OxfordWords Blog, you may have seen the launch of the OxfordWords Text Analyser, coinciding with the 200th anniversary of Charles Dickens. Here follows a technical description of the feature, what it does and how it works.
The challenge was to show the logophile visitors to OxfordWords some of the computational linguistic techniques used in the preparation of the Oxford English Corpus, and thus give some insight into the preparation of a modern dictionary.
Finding ourselves unable to share the corpus itself with the public, we settled on the idea of delivering a much smaller text with similar analytical techniques applied to it to those used by our corpus analysis software. Since we already publish a huge range of classic texts in the Oxford World's Classics range it made the most sense to use those as our sources and provide collocate and frequency analysis as well as example sentences for each text. This presented a data problem: to incorporate all this in a single web page would mean adding several megabytes of data to the page, resulting in an unsustainable page load time.

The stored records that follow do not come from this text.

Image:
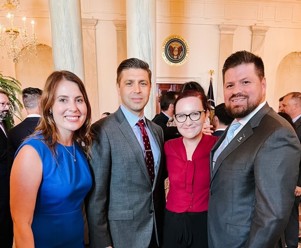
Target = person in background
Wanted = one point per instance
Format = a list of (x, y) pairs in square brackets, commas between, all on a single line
[(187, 160), (6, 227), (31, 102), (50, 175), (280, 107), (126, 206), (254, 164), (221, 119), (105, 114), (167, 101), (291, 105)]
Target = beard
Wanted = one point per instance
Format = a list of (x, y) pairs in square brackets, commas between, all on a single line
[(240, 111), (3, 115)]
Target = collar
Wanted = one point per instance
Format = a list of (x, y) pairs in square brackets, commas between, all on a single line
[(130, 117), (296, 118), (33, 115), (243, 121)]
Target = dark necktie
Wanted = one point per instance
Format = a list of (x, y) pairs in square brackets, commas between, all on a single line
[(149, 158)]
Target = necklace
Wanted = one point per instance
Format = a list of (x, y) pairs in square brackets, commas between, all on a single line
[(72, 155)]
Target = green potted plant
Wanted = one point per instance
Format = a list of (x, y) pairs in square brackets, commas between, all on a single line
[(13, 87)]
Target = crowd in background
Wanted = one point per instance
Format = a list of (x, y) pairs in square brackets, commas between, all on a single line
[(197, 175)]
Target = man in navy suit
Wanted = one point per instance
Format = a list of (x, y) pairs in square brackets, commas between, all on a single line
[(6, 227), (254, 168), (291, 104), (31, 101), (126, 205)]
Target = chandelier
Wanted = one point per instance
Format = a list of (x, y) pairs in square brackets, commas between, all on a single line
[(17, 40)]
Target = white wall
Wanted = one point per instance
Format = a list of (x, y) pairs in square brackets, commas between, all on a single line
[(197, 21)]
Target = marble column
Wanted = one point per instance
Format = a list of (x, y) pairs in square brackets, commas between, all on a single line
[(67, 45), (121, 40), (141, 40), (258, 37), (90, 62), (225, 49)]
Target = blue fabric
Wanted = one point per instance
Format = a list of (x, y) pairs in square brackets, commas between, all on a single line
[(58, 219)]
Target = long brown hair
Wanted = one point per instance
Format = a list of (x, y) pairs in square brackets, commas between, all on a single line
[(47, 127)]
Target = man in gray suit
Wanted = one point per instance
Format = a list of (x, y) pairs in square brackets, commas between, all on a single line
[(126, 208), (254, 176)]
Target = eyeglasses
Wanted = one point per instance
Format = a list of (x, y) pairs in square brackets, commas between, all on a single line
[(4, 104), (194, 116)]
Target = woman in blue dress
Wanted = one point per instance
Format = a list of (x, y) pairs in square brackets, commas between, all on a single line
[(50, 176)]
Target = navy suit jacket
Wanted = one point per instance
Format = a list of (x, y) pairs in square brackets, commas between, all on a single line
[(253, 183), (17, 134)]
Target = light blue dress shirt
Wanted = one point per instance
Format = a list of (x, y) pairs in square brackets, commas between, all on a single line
[(132, 120)]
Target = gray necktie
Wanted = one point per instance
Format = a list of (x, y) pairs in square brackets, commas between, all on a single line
[(226, 141)]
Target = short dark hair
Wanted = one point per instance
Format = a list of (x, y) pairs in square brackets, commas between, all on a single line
[(222, 115), (4, 92), (193, 93), (135, 64), (244, 57), (167, 98), (192, 85), (31, 97)]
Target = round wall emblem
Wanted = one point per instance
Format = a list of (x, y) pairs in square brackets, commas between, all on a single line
[(175, 50)]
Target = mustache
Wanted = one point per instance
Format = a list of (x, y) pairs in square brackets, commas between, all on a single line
[(238, 95)]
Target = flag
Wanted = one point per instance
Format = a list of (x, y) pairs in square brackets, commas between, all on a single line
[(210, 95)]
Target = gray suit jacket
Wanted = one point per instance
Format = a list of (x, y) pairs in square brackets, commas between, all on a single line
[(124, 207), (252, 184)]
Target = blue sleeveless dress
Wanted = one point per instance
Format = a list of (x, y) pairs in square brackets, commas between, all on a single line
[(58, 218)]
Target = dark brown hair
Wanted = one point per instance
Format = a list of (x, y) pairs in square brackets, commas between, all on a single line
[(47, 126), (133, 63)]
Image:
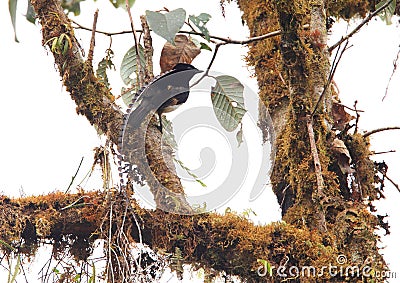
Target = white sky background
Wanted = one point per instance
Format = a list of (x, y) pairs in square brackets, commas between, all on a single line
[(43, 139)]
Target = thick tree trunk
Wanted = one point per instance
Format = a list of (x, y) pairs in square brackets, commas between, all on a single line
[(291, 72)]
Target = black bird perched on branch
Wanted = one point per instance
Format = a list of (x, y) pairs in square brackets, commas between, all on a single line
[(164, 94)]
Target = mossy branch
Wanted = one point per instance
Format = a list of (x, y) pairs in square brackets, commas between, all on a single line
[(227, 243), (93, 99)]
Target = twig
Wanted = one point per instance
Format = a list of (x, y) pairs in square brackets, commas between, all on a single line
[(73, 177), (148, 49), (391, 181), (391, 76), (351, 109), (380, 130), (209, 65), (354, 31), (382, 152), (139, 75), (92, 41), (317, 168), (357, 117), (227, 40), (335, 63)]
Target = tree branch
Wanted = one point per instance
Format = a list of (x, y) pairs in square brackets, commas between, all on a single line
[(226, 243), (93, 98), (92, 41), (223, 39), (365, 21)]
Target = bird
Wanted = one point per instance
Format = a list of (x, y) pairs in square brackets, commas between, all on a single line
[(164, 94)]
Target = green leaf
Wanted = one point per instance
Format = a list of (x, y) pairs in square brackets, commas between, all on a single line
[(195, 177), (121, 3), (169, 138), (239, 135), (166, 25), (228, 102), (30, 13), (387, 13), (200, 21), (128, 95), (205, 46), (12, 7), (129, 64), (72, 6), (104, 64)]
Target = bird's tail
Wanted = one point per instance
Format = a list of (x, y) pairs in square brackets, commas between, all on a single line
[(138, 116)]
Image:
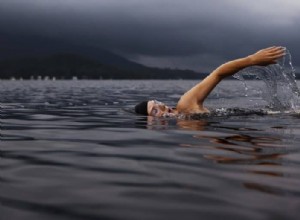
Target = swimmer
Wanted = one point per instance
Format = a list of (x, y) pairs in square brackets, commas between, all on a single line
[(192, 101)]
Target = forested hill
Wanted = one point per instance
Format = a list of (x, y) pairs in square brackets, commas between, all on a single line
[(69, 65)]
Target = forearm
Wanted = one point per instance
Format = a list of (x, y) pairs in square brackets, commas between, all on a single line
[(232, 67)]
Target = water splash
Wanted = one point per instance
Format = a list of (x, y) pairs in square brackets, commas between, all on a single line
[(281, 91)]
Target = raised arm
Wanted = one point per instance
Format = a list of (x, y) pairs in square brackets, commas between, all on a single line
[(192, 100)]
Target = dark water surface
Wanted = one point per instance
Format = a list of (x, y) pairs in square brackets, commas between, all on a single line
[(73, 150)]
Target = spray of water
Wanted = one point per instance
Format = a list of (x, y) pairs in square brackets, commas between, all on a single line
[(281, 91)]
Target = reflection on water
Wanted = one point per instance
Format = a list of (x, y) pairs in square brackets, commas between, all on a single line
[(72, 150)]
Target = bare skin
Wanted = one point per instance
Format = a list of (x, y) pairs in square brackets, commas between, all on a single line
[(192, 101)]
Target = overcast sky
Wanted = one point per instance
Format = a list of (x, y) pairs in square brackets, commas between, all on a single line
[(194, 34)]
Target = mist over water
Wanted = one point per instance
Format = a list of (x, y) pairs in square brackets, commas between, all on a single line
[(69, 151), (280, 88)]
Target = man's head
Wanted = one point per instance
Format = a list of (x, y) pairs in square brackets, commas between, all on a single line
[(153, 108)]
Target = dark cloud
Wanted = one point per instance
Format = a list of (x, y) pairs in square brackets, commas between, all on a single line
[(160, 32)]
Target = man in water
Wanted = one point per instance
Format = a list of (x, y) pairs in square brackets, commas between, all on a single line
[(192, 101)]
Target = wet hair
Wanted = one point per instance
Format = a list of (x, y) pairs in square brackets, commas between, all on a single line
[(142, 108)]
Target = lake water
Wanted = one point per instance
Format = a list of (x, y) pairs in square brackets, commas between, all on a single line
[(74, 150)]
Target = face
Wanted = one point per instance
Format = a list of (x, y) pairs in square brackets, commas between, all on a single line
[(158, 109)]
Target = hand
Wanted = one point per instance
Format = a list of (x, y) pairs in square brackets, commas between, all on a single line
[(267, 56)]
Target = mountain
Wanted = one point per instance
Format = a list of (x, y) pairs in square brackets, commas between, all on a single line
[(32, 57), (67, 66)]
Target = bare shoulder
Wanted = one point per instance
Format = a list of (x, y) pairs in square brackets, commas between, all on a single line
[(187, 106)]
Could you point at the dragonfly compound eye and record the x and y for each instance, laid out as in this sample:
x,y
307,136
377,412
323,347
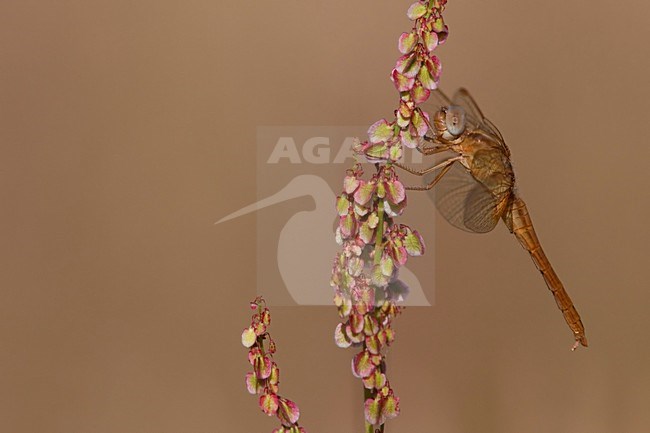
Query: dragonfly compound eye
x,y
455,120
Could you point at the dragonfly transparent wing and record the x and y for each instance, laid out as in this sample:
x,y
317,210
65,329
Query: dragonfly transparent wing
x,y
474,115
463,201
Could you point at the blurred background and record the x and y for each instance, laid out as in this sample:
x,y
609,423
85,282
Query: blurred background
x,y
128,128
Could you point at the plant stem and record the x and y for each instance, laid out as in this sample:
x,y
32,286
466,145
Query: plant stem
x,y
379,237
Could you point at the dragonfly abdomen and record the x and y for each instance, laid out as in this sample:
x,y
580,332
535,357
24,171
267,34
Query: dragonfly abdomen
x,y
522,227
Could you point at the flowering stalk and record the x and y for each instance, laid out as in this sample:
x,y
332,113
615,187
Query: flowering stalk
x,y
265,377
365,275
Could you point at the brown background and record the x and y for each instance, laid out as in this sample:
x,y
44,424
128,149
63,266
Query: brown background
x,y
127,128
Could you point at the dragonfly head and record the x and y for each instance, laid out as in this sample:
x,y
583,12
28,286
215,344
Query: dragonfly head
x,y
450,122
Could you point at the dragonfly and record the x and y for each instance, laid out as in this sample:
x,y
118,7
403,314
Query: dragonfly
x,y
475,188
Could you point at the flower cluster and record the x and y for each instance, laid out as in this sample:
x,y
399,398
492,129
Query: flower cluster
x,y
265,377
415,74
365,278
365,275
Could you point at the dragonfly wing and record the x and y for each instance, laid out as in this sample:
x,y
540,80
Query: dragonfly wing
x,y
463,201
474,115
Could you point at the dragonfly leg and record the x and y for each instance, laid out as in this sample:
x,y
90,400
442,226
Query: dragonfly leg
x,y
432,150
432,183
428,169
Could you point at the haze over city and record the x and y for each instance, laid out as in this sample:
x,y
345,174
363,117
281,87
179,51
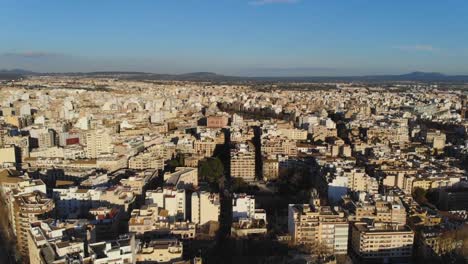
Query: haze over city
x,y
234,132
247,38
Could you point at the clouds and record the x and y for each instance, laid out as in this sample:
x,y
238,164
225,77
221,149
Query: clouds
x,y
423,48
268,2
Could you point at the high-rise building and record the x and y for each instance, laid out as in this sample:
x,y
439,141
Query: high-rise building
x,y
319,227
28,208
243,162
382,242
98,142
170,199
205,207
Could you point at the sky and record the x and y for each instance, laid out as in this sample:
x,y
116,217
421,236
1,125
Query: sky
x,y
236,37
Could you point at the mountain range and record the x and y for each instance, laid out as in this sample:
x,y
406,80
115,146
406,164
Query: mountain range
x,y
209,76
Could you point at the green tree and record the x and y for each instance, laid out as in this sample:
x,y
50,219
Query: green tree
x,y
419,195
211,170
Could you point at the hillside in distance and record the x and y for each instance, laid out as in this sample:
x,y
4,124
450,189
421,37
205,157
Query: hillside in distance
x,y
210,76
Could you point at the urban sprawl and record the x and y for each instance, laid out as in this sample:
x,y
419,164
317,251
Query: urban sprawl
x,y
113,170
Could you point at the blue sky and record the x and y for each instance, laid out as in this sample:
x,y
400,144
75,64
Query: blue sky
x,y
238,37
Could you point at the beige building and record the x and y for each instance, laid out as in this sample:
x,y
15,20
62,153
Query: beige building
x,y
164,251
28,208
270,168
205,207
98,142
293,133
382,242
9,155
204,147
380,211
318,227
242,163
183,177
146,160
279,146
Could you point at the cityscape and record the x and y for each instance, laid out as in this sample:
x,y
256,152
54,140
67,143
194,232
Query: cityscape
x,y
259,159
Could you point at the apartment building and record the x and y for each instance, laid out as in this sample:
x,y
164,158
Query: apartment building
x,y
146,160
318,227
382,242
242,163
170,199
28,208
205,207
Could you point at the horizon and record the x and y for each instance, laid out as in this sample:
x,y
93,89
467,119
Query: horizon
x,y
26,71
267,38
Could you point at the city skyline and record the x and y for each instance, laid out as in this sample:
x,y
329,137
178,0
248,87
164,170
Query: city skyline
x,y
241,38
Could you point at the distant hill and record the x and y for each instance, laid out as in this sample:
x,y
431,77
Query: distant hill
x,y
210,76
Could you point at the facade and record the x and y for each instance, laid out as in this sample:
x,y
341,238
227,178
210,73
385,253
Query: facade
x,y
182,178
146,160
218,121
242,164
170,199
382,242
28,208
98,142
318,227
205,207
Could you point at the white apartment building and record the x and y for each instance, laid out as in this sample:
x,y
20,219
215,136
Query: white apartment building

AJAX having been decided upon, the next decision related to the server-side component. I wrote a piece about this last summer, about how experience of database driven back-ends for language analysis had led me to precomputing data as json files rather than querying a database. Disk space is fast and cheap, server processing power isn't. So my next task was to write a set of command-line PHP scripts that generated a tree of JSON files for each word in the source text, containing collocates, frequencies and example sentences.
While these tasks are essentially simple ones, they are quite computationally intensive. In a typical Dickens novel for instance, there will be as many as 20000 unique words, and every one of those words needs to be searched for across the whole text and the frequency of its colloscates in all the locations it appears in computed. The whole process takes about six hours, and produces a roughly 20Mb tree of thousands of tiny JSON files which are then uploaded to the web server.
So that's the surprisingly low-tech backend for the feature, how about the front end?
The core functionality of jQuery makes coding an application like this very simple. The three main parts of the feature live in hidden DIVs which are shuffled using the jQuery show() and hide() functions. TheJSON data is pulled in using jQuery's getJSON() function. Collocates are shown in a word cloud courtesy of the excellent jQCloud plugin, example sentences are simply loaded into an unordered list, and frequency graphs are created using Google's Image Chart API.
These plugins and code made a working feature. But to make a single-page jQuery application like this one feel like a proper application, there was one further component required. Users expect to be able to use the back button, and to be able to return to a particular part of the application by URL alone. Miss Havisham's dress needs to be readily conjoured up by linking directly to the word "bridal".
We thus used the jQuery-BBQ plugin to provide URL and history functionality through the use of in-page anchors. Because the page can't be reloaded, the plugin appends the word to the end of the URL after a # symbol as it triggers any changes to what is displayed.